9.8.73 – Remarks About the Nation’s Energy Policy
President Nixon holds a meeting in the White House Cabinet Room with several senior advisors to discuss energy on September 8, 1973. Attendees at the meeting included John A. Love, Roy Ash, Charles DiBona, Bryce Harlow, Deane Hinton, Henry Kissinger, Melvin Laird, Rogers Morton, and William Simon.
On September 8, 1973, President Nixon met with major administration officials having responsibilities in the field of energy. The purpose of this meeting was to ascertain current and proposed programs initiated under and before former Governor of Colorado John A. Love assumed the role of Director of the Office of Energy Policy.
In a two hour meeting, the participants briefed the President on energy/fuel shortage projections for the immediate months to come. Mr. Love in particular emphasized the urgency of Congressional action at this time. As is reflected in his talking points memo, Love stated that congressional action would not solve the immediate problem, but their inaction could make the national energy situation worse. He made light of the number of Nixon administration legislative proposals on the table–initiatives that would greatly assist in the nation’s energy recovery in the next 2-3 years.

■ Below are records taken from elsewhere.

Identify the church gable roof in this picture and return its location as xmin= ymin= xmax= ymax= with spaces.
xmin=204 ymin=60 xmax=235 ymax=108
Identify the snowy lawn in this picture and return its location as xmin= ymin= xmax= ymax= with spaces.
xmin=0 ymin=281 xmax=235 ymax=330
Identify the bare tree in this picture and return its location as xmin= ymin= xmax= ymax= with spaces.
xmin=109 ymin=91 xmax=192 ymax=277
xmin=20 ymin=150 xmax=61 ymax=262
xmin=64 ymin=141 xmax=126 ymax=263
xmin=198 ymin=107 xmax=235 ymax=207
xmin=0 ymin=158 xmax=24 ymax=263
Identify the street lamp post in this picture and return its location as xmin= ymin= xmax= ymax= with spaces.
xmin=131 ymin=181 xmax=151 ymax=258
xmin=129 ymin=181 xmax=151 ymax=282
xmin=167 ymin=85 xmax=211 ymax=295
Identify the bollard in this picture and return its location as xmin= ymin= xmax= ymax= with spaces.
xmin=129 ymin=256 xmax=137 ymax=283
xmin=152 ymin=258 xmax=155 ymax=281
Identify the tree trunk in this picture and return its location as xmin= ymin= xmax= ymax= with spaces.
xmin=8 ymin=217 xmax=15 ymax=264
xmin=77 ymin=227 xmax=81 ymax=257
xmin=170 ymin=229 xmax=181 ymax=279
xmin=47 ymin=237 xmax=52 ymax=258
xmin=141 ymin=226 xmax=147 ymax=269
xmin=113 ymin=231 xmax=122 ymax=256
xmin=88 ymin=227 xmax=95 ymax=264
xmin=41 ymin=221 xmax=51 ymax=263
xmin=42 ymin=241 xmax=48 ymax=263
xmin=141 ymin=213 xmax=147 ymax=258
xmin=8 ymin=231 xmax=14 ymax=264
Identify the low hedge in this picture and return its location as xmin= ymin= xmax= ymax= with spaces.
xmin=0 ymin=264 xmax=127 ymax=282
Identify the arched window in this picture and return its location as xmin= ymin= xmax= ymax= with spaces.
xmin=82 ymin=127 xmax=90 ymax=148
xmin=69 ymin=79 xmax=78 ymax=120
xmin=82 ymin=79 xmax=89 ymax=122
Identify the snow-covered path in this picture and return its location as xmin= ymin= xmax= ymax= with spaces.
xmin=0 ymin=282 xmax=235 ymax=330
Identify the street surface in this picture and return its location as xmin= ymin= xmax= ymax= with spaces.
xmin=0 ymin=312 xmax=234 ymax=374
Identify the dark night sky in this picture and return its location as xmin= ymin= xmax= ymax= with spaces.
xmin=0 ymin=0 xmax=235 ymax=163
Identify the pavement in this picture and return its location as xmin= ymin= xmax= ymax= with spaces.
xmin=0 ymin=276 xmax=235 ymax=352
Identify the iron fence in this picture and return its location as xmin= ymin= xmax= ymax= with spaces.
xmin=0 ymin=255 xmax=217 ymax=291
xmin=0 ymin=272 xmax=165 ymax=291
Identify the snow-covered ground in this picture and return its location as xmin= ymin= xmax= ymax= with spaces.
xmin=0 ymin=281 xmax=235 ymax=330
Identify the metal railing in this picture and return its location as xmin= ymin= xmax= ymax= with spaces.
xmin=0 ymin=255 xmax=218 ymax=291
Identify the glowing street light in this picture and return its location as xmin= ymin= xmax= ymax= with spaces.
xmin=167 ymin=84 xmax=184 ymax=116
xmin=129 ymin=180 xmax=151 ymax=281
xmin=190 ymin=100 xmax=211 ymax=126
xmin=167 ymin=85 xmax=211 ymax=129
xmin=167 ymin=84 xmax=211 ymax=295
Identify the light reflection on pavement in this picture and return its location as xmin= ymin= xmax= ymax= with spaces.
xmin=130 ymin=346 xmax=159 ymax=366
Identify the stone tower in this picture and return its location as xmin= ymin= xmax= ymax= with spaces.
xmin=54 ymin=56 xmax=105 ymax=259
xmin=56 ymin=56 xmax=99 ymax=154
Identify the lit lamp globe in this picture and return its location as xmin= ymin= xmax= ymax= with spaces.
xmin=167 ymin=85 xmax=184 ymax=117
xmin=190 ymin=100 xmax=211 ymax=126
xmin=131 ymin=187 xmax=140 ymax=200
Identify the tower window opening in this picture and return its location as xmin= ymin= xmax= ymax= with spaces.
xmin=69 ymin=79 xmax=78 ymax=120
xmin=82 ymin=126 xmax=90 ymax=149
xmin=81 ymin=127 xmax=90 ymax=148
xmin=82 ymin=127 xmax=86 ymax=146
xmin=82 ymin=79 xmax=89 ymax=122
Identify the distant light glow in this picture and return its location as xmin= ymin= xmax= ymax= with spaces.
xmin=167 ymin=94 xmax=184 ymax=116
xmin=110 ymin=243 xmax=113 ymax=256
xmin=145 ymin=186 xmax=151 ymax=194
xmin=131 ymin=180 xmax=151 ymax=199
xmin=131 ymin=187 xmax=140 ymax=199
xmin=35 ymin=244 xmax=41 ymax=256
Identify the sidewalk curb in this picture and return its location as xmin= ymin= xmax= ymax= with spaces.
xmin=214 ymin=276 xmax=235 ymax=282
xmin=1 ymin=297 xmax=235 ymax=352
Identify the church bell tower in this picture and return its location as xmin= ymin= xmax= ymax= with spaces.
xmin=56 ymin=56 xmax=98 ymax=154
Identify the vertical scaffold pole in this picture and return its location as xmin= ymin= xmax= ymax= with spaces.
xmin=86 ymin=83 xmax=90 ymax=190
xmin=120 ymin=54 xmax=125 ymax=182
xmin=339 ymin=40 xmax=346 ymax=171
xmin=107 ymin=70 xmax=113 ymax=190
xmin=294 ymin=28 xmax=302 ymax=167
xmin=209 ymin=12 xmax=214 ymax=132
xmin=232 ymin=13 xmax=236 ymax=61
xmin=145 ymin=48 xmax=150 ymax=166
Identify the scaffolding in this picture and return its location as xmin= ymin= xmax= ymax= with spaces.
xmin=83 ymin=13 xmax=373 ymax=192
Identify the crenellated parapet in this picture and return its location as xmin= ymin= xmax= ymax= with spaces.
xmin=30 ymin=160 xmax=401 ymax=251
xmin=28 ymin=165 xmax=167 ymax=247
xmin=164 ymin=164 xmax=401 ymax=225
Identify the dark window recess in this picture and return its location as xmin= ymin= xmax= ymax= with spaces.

Love also advised of his office’s intentions to initiate a number of steps:
-The Office of Energy Policy would announce forecasts of the winter shortage in order to communicate more clearly the urgency of the short-term situation.
-The EOP would meet with selected Governors to discuss what they can do to ease their states’ energy crunch during the winter.
-The Oil Policy Committee would devise contingency plans.
-The Crude Oil Logistics Committee would allow pass-through of increased prices of foreign crude oil and petroleum products.
-John A. Love would take energy related trips to foreign countries.
-The implementation of an energy conservations campaign involving industry, the public, and government.
-The establishment of a proposed mandatory petroleum allocation program, prohibitions against fuel switching, and mandatory propane allocation.
Below, view John A. Love’s talking points memo for the September 8 energy meeting:
In addressing the media following the meeting, President Nixon gave his opinion regarding the fervor over a perceived energy crisis:
We have heard a lot about a crisis. I do not use that term, because we do not face a crisis in that sense of the word. I would simply say that in the short term we face a problem, a problem with regard to energy–heating, for example, this winter, just as we though we faced a problem of gasoline this summer, and the possibility of brownouts.
We are not Pollyannaish about solving the problem, but insofar as the short-term problem is concerned, Governor Love has a program which he is working on and one which is designed to meet the problem and to deal with it.
President Nixon agreed with Governor Love’s in-meeting push for Congressional action, shortly after at the press conference making reference to pieces of legislation pending Congressional approval.
In my press conference a couple of days ago, I mentioned seven pieces of legislation. Today we have moved down to four pieces of legislation that we consider to be of the highest urgency and that must be acted upon before the end of the year. These pieces of legislation deal with both the short-term problem and address themselves particularly, however, to the long-term problem.
Here, President Nixon refers to the Alaska pipeline project, the expansion of deepwater ports to authorize the ownership, construction and operation of marine terminals in federal waters on the Outer Continental Shelf, the deregulation of gas, and legislation with regard to strip mining.
The president then highlighted his administration’s efforts that did not require legislation: relaxation of emission standards, the Elk Hills Naval Reserve development project, and the development of peaceful uses of nuclear energy.
Before handing off the press briefing to Love, President Nixon closed with a verifiable and simple stance on what he believed should be the energy policy of the United States:
Because the United States, as a great industrial nation, the most advanced industrial nation in the world, must be in a position and must develop the capacity so that no other nation in the world might, for some reason or another, take an unfriendly attitude toward the United States, has us, frankly, in a position where they can cut off our oil or, basically more importantly, cut off our energy.